The Heyo Dating app has become the newest service to suffer from a data breach after it had left an Elasticsearch server exposed on the internet without a password.
The unsecured server, which contained the private information of over 70, 000 users, was discovered by security researchers at WizCase.
“Avishai Efrat, Wizcase leading hacktivist, discovered a severe data leak on Heyyo, a relatively new mobile dating app,” revealed Wizcase on a blog post. “Our team was able to access a database of over 70,000 users from around the world through an unsecured Elasticsearch engine. The majority of affected users are based in Turkey, but there’s also a significant number from the US and Brazil, which is over ⅕ of their user base.”
According to the team, the leaked data includes the usernames, email addresses, country, GPS location, type of mobile device, gender, birthday, sexual preferences, links to social media profiles, phone number, and occupations of thousands of Heyo users.
Moreover, the site also confirmed that on top of the mentioned personal info, scammers can also easily access other sensitive data, including the profiles that have been liked, blocked, messaged, and viewed by users through the app.
Following the revelation, WizCase has warned that aside from the privacy breach, affected users may also face several other security threats. This could include identity theft, catfishing, blackmailing, sexual discrimination, sexual harassment, and phishing.
To confirm how alarming the leak is, ZDNet had performed a simple test by taking the details of three random users affected by the Heyo breach. Using only Google search queries and open-source intelligence scripts retrieved from GitHub, the site has easily tracked down the three users and had even identified their LinkedIn profiles, social media accounts, and online posts made on niche internet forums.

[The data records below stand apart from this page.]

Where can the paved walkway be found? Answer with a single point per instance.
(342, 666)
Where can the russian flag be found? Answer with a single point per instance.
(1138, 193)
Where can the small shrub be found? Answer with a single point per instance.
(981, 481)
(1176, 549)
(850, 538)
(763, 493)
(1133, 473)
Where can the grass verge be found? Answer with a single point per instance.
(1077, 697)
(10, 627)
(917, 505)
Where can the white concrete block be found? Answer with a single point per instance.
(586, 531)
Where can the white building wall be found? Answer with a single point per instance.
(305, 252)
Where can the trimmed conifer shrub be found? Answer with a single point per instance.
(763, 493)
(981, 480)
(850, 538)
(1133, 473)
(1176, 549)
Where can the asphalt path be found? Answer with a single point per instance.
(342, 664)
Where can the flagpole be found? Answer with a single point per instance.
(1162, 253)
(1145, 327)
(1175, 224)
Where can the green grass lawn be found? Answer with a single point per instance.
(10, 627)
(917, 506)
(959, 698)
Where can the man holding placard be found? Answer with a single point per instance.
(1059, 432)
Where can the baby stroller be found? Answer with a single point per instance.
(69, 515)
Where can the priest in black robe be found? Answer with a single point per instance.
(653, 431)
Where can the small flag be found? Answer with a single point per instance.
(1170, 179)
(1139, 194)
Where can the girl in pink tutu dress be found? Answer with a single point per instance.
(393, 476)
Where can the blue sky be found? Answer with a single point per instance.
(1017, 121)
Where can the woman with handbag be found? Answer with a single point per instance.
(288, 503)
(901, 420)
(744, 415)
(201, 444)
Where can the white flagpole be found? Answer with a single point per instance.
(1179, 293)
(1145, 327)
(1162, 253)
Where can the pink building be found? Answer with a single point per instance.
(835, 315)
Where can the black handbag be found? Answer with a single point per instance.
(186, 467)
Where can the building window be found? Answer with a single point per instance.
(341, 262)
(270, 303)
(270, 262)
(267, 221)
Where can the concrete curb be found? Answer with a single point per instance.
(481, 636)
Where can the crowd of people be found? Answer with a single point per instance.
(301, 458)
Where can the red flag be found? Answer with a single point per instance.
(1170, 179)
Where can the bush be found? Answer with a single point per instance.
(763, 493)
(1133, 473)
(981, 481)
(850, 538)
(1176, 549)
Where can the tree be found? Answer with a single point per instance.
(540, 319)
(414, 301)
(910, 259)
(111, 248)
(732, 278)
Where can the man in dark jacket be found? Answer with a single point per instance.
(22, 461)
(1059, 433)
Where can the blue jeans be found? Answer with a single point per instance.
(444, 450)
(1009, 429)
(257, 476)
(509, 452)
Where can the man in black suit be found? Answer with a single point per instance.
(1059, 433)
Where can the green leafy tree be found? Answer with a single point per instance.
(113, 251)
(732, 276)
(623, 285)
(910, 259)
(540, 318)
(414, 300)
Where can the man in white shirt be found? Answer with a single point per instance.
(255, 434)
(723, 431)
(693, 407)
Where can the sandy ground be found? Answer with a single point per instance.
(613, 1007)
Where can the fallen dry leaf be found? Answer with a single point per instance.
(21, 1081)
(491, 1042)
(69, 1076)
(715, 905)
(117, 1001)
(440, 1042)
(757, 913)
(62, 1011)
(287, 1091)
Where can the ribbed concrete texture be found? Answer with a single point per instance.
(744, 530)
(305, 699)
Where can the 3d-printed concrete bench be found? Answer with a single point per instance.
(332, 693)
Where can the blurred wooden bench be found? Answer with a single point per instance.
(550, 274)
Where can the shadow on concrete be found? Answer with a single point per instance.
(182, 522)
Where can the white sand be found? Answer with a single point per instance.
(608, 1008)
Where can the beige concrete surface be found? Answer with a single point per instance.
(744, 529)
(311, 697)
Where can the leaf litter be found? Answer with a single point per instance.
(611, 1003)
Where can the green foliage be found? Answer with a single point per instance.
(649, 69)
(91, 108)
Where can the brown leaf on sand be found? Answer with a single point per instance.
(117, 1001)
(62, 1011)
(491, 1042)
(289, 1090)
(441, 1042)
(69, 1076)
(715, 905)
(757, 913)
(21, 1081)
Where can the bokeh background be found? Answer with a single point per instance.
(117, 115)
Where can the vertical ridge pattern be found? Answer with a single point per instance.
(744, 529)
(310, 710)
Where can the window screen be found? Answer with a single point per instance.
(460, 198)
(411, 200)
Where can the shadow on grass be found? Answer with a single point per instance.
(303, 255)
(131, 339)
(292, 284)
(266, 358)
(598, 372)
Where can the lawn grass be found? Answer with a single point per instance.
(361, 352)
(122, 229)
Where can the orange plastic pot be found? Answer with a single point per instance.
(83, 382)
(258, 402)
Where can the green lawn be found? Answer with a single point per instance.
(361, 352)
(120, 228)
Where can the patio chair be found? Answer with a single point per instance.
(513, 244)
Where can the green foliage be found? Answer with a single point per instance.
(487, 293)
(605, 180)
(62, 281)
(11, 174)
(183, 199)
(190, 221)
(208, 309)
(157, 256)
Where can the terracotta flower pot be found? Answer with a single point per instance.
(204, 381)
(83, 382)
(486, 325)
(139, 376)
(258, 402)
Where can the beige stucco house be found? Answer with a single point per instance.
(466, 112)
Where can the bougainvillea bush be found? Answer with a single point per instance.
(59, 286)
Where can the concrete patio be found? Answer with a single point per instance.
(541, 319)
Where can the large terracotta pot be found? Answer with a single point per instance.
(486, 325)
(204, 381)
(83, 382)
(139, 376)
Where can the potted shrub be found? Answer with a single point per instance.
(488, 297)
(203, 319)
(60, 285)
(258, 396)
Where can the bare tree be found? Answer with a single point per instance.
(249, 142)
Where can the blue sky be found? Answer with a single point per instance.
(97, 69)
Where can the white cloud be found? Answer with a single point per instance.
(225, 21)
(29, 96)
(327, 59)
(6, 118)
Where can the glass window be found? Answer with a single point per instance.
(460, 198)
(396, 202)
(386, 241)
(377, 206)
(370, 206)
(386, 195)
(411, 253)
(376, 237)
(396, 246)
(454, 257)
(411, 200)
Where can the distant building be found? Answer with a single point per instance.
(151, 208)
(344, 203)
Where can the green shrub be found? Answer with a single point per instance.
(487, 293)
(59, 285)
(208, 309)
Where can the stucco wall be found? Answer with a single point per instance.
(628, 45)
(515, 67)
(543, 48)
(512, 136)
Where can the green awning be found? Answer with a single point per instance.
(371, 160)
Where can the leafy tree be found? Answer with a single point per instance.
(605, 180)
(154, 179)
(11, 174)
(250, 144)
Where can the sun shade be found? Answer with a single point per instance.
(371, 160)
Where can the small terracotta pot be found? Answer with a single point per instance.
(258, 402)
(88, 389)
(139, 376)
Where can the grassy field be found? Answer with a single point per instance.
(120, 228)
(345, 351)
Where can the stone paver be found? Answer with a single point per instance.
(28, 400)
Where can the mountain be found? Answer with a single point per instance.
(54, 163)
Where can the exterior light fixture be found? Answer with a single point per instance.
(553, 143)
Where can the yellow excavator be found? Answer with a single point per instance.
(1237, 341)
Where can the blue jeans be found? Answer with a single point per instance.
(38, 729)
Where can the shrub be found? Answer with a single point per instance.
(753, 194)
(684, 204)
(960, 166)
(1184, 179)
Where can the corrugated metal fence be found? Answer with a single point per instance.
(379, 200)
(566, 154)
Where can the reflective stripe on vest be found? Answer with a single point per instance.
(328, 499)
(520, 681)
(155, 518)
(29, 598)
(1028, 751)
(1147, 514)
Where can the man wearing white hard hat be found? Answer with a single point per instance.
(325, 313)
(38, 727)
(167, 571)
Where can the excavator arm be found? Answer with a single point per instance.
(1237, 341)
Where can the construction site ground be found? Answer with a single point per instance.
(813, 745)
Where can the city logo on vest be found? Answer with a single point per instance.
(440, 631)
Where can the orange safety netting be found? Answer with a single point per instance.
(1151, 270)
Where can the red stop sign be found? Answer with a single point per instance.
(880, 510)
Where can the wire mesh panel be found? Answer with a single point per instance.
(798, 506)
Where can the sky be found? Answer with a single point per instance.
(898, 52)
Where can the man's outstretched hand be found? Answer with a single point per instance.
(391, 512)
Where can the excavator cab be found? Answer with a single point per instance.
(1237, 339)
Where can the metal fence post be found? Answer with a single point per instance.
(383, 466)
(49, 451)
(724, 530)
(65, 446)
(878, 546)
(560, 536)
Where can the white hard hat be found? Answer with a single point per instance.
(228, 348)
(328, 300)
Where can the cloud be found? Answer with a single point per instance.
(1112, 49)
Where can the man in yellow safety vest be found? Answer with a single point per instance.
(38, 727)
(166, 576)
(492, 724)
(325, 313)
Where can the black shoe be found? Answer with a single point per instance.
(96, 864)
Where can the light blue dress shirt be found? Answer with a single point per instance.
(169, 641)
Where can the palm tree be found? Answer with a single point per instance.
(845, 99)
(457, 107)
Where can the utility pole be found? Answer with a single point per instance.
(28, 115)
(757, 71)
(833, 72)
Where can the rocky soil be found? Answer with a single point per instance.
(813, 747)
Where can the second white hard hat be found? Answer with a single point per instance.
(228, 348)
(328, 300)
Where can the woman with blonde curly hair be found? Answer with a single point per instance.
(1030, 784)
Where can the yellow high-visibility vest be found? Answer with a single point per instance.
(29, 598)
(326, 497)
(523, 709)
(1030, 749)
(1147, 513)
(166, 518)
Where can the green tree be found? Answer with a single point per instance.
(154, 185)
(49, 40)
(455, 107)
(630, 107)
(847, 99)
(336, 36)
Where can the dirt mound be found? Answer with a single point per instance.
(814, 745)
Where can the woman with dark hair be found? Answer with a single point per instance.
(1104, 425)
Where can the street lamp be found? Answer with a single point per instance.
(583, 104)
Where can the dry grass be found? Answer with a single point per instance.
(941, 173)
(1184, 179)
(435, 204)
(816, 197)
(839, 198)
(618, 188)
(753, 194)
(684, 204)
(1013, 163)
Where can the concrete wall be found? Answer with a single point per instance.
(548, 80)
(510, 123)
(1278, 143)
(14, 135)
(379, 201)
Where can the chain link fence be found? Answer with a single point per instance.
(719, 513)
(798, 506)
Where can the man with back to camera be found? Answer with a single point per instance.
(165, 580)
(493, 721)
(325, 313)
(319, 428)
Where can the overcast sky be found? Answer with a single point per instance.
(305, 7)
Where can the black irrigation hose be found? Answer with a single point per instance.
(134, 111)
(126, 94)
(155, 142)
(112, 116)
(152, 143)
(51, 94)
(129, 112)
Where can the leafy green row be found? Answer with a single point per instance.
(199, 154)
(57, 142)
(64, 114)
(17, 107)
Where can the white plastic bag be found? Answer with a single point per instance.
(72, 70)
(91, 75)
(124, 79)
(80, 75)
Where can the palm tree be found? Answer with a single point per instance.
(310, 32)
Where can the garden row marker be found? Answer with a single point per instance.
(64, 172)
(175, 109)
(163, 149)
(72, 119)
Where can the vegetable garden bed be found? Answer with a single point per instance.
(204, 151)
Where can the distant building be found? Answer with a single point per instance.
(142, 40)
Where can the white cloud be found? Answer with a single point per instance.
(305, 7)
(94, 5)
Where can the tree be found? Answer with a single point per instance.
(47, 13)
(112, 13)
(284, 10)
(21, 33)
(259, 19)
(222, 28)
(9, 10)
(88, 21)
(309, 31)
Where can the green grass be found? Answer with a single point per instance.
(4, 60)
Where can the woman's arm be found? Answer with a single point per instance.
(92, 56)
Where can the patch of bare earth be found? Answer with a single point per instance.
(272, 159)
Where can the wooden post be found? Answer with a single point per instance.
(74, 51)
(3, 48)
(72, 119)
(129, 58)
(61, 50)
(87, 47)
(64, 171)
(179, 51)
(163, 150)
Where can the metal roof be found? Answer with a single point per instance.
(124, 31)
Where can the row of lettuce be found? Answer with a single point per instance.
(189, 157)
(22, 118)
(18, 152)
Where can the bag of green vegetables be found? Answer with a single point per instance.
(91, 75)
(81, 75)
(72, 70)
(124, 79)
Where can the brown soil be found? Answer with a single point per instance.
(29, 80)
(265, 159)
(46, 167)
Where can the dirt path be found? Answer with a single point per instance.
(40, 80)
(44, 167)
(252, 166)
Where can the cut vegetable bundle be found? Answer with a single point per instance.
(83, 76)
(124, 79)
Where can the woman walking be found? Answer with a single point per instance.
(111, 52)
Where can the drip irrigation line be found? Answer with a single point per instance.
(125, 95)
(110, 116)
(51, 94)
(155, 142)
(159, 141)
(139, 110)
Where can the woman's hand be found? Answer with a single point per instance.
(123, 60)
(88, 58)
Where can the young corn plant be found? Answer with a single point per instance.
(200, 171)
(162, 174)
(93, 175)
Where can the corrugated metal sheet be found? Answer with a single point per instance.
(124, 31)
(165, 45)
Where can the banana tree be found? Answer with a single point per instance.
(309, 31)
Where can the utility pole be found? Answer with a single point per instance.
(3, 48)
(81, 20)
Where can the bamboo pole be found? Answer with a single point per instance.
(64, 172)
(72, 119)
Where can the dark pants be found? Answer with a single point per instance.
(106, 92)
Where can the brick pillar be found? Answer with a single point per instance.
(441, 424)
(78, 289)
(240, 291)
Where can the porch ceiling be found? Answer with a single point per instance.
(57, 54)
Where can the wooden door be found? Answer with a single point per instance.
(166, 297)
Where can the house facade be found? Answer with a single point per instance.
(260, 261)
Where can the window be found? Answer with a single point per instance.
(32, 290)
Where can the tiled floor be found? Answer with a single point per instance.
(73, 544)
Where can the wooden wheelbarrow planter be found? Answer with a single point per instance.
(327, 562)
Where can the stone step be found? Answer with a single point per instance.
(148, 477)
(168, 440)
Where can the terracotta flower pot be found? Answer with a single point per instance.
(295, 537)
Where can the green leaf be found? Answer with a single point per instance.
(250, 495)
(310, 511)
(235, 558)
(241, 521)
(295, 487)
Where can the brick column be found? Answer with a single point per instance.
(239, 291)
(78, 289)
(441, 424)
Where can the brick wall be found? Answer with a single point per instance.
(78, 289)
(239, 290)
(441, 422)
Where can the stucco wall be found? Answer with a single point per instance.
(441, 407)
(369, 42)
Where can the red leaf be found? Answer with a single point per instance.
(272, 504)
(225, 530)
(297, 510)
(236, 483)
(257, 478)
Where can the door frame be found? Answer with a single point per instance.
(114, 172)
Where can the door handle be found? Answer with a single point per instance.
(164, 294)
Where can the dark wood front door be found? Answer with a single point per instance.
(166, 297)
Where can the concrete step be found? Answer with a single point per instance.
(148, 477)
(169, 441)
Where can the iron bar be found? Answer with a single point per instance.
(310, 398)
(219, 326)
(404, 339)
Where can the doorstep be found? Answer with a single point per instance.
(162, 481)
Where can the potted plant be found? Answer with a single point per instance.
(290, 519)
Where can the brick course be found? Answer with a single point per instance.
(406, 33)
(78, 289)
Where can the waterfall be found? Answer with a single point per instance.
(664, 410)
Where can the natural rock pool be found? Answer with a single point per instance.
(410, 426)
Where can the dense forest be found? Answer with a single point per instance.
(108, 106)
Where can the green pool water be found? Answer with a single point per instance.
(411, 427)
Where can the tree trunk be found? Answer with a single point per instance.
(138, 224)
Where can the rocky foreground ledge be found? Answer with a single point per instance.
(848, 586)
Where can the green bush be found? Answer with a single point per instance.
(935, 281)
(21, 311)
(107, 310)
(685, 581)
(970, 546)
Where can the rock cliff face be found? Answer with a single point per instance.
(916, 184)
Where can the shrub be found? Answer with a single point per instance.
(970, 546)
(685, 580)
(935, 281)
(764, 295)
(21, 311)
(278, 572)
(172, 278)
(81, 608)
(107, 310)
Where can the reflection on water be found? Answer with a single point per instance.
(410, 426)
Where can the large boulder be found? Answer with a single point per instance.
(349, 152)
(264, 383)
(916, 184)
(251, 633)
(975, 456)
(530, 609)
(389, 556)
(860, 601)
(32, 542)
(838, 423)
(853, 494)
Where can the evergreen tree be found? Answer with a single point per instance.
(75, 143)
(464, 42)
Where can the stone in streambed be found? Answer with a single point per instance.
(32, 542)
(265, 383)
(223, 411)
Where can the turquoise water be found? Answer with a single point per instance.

In May this year, security researcher Jeremiah Fowler revealed he had found a non-password protected Elastic database that consists of 42.5 million user records from a different dating app. Among the many affected apps include CougarDating, ChristiansFinder, Mingler, FWBS (Friends with Benefits), and TS (Transdr).
Heyo became the newest addition to the list of dating apps that had exposed the personal info of users after WizeCase’s revelation.
“Currently, it is unclear if any malicious third-parties have also spotted Heyyo's leaky server besides the WizCase crew, so we don't know if anyone else might have downloaded all this information. Only an investigation from Heyyo's staff could confirm if this data has fallen in the wrong hands, and if users are in any danger,” ZNet added.